In der Steillage des Lyngsberges Zwei Kletterer sammeln Müll in luftiger Höhe

Lannesdorf · Im Auftrag der Stadt Bonn befreien zwei Kletterer den Lyngsberg von Unrat und unerwünschten Bäumen. Was sie finden, fasst einer von ihnen mit den Worten zusammen: „Das war eine Riesensauerei.“

 Kletterer befreien einen Hang am Lyngsberg vom Müll.

Kletterer befreien einen Hang am Lyngsberg vom Müll.

Foto: Axel Vogel

Wer Höhenangst hat, der wäre bei den diffizilen Biotop-Pflegearbeiten im Naturschutzgebiet Lyngsberg fehl am Platze. Denn zwei besonders ausgebildete Kletterer einer Königswinterer Fachfirma seilen sich im Auftrag der Stadt Bonn von der über 80 Meter hohen Abbruchkante des Steinbruchs in die Tiefe ab, um Rodungsarbeiten in den Steillagen durchzuführen. Zum Wohle der Flora und Fauna in dem höchst wertvollen Naturrefugium, wie die Stadt betont.
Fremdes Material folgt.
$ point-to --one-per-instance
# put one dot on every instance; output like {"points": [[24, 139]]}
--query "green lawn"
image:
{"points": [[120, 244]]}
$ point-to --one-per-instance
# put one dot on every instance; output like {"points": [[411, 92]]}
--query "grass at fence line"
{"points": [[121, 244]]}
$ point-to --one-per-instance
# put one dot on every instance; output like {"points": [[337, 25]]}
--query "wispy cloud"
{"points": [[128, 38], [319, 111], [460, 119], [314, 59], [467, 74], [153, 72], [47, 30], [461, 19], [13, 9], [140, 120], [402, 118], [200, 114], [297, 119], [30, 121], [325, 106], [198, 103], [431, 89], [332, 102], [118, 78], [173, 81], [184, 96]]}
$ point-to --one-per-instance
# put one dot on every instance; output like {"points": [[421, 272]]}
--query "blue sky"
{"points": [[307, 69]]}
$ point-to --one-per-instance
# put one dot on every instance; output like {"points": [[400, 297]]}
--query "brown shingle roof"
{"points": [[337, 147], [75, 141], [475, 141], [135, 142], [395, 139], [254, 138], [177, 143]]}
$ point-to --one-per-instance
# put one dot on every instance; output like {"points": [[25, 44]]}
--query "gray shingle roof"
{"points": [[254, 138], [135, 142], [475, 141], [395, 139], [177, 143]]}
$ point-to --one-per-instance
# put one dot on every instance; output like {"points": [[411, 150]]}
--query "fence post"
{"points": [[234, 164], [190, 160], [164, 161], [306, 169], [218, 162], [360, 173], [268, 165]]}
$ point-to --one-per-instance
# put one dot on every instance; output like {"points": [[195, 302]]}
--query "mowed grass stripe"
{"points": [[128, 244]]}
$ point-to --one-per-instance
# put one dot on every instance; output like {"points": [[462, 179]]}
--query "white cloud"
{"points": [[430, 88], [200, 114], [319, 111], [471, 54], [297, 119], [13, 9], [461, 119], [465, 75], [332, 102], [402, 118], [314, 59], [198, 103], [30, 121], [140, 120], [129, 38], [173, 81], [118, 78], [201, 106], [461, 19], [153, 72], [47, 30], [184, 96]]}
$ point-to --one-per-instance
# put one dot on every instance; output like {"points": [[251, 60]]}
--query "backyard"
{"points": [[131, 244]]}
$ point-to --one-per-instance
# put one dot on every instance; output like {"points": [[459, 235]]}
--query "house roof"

Doch die zwei Kletterer hatten dabei noch einen weiteren Auftrag zu erfüllen, mit dem sie wahrlich nicht jeden Tag konfrontiert sein dürften: Sie mussten jede Menge Unrat und wilden Müll aus den schwer zugänglichen Passagen entfernen, da das Naturschutzgebiet zwischen Lannesdorf und Muffendorf in Teilen zu einer Art wilden Müllkippe verkommen ist. Was beim Müllsammeln auftauchte, fasste Wilbert Briem, dessen forstwirtschaftlicher Betrieb die Rodungsarbeiten in den zugänglichen Bereichen des Steinbruches durchführt (der GA berichtete), so zusammen: „Das war eine Riesensauerei.“

Dass man es auch im Naturschutzgebiet Lyngsberg zunehmend mit wild entsorgtem Müll zu tun bekommt, war der Stadt Bonn vor Beginn der Maßnahme klar. Wie berichtet, hatte es schon im vergangenen Jahr Beschwerden von Anliegern gegeben. Sie hatten das verwunschene Areal mit den markanten Aussichtspunkten vor allem als bevorzugten Treffpunkt von Jugendlichen ausgemacht, die auf dem Heiderhof zu Hause sind. Übel aufgestoßen waren den Beschwerdeführern dabei insbesondere die Hinterlassenschaften der Feiern, von Überresten von Grillabenden bis hin zu Hausrat.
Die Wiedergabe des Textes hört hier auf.